You may recall Liv, age 8—the new kid. Last we heard, Liv was getting pushed around by Paul, Greg and Adam (“PGA” for short) because she dared to build a mini-golf course in an attempt to challenge PGA’s longstanding position as the best and only mini-golf in town.
PGA was not happy about the new competition and unilaterally announced that any kid who played with Liv would be banned from the PGA’s more reputable course.
As we ended things last time, the town kids spoke with an antitrust lawyer and ultimately forced PGA to end the boycott. We thought that would be this story’s end, but what happened next was a real shock.
Liv and PGA were unsatisfied with the resolution forced upon them by the players. They each lawyered up as Liv accused PGA of abusing its dominant position in the mini-golf world causing Liv tens of dollars in antitrust damages. Turns out, the lawyer fees started adding up fast, and PGA could not continue to the fight.

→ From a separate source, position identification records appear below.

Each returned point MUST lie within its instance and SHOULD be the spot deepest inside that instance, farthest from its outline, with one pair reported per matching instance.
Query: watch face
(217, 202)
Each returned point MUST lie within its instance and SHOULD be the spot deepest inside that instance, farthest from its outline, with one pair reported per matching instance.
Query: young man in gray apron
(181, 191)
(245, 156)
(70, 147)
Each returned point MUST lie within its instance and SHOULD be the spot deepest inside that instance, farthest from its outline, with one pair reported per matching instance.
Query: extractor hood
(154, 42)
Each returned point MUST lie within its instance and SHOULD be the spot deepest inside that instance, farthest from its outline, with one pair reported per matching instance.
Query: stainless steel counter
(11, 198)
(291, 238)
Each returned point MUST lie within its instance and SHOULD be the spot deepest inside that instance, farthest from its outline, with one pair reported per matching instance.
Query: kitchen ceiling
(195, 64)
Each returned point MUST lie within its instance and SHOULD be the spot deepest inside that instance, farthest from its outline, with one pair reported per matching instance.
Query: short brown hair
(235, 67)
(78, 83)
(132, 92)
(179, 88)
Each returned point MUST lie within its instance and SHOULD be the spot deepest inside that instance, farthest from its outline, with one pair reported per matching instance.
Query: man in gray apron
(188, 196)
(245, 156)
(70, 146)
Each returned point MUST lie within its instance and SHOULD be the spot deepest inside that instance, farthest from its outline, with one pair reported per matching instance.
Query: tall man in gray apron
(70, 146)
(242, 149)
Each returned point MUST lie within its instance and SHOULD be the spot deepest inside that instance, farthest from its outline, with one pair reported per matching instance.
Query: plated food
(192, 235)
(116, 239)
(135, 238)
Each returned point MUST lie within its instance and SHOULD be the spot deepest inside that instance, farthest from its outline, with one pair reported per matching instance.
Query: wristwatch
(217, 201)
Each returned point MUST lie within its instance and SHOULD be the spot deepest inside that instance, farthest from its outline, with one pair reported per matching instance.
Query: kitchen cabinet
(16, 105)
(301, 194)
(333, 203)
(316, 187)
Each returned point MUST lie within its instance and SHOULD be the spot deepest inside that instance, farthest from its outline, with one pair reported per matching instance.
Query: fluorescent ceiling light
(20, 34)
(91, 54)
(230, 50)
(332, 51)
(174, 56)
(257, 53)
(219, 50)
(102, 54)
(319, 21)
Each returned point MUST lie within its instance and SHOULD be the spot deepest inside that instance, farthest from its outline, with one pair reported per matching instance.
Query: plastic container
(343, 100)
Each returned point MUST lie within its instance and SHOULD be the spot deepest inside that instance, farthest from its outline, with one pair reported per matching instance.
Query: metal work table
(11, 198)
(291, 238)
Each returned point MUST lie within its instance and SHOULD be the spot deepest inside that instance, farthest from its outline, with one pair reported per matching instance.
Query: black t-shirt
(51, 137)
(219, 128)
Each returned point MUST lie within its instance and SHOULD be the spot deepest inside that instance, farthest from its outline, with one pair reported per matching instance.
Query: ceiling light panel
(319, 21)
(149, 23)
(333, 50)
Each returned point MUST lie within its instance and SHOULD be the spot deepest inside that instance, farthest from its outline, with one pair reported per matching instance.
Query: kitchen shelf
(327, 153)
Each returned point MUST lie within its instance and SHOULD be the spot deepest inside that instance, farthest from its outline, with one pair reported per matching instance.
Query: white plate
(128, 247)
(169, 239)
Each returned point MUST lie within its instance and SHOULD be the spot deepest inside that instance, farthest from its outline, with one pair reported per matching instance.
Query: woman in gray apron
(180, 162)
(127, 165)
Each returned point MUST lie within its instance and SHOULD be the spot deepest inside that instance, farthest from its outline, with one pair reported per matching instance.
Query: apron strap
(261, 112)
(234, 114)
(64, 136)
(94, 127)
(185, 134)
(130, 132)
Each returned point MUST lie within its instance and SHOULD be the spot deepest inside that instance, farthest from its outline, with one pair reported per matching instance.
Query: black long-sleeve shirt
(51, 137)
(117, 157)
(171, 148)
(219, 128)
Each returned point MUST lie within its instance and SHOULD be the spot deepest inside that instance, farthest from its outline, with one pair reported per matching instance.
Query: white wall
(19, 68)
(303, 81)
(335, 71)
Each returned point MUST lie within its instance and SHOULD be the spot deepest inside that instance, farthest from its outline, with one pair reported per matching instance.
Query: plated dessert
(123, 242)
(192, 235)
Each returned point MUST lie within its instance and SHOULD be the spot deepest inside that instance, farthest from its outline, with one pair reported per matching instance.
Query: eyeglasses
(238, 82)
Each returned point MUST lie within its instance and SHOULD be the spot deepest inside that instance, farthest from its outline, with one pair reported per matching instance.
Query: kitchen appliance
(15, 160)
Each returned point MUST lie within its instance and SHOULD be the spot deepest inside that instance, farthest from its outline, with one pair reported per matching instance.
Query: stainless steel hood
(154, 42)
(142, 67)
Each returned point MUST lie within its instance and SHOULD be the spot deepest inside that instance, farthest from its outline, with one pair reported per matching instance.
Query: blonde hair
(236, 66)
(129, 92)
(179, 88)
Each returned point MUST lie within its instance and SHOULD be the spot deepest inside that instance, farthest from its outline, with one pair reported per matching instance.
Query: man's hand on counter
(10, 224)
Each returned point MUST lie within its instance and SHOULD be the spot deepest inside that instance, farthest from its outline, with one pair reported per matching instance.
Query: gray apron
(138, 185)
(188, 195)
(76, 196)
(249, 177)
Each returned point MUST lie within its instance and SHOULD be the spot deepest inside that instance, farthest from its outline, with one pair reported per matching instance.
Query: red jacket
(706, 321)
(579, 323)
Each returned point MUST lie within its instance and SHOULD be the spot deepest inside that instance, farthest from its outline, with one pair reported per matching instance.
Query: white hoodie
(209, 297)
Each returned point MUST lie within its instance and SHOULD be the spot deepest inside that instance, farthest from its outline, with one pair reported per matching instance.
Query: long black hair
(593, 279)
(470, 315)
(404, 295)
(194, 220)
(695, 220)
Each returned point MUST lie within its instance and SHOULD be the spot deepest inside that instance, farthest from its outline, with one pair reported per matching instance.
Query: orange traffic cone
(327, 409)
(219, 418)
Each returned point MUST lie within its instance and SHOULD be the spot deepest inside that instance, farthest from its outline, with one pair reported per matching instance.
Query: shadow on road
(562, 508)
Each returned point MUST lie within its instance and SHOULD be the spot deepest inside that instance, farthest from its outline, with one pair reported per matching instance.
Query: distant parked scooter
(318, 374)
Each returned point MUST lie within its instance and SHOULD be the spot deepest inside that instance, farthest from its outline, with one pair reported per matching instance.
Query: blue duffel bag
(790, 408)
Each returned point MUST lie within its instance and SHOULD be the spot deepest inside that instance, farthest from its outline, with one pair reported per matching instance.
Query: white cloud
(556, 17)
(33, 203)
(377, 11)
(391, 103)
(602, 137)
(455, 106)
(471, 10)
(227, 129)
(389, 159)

As Liv and PGA spoke privately about how to resolve their dispute, they came up with a surprising idea that (they believed) would end PGA’s legal fees and satisfy Liv’s desire for a meaningful seat at the mini-golf table that could end her “new kid” stigma: why not merge? Liv and PGA could join forces permanently, becoming a mini-golf behemoth that would end the rivalry and potentially increase profits for all.
Great solution! Everything is neatly wrapped up and most importantly, by all accounts, Liv and PGA are seemingly good friends.
Wrong! The town government hates the idea. Why should the only two competitors in the mini-golf market be allowed to team up? Liv and PGA—now referred to as PGA Plus*—couldn’t stop the lawyer-fee-bleed after all. They had to keep their antitrust lawyers on retainer to gear up for their next battle: this time, against the town.
But is it really plausible that Liv and PGA want to be BFFs, living hand-in-hand in perpetuity? Is some contingent secretly going behind closed doors encouraging the government to tank the deal?**
If the new alliance is legit, how will PGA Plus defend the merits of a merger that unquestionably eliminates all existing (and probably all possible) competition?
We’ll wait and see as events continue to unfold in this thrilling antitrust tale.
Moral of the Story: One antitrust problem can lead to another. A dominant company like PGA can raise the specter of antitrust scrutiny by engaging in unilateral anticompetitive conduct or by collaborating or combining with another horizontal firm.
In either instance, the PGA needs experienced antitrust advisors.
But don’t be misled: this is not a problem only for the PGA (monied, well known and in the news). Even much smaller companies who show dominance in much smaller markets can get unwanted antitrust attention. So, if you’re a big fish, no matter the size of your pond, get antitrust advice before making risky moves with or against a rival firm.
*Inspired by Succession’s Living Plus.
**Okay, also inspired by Succession.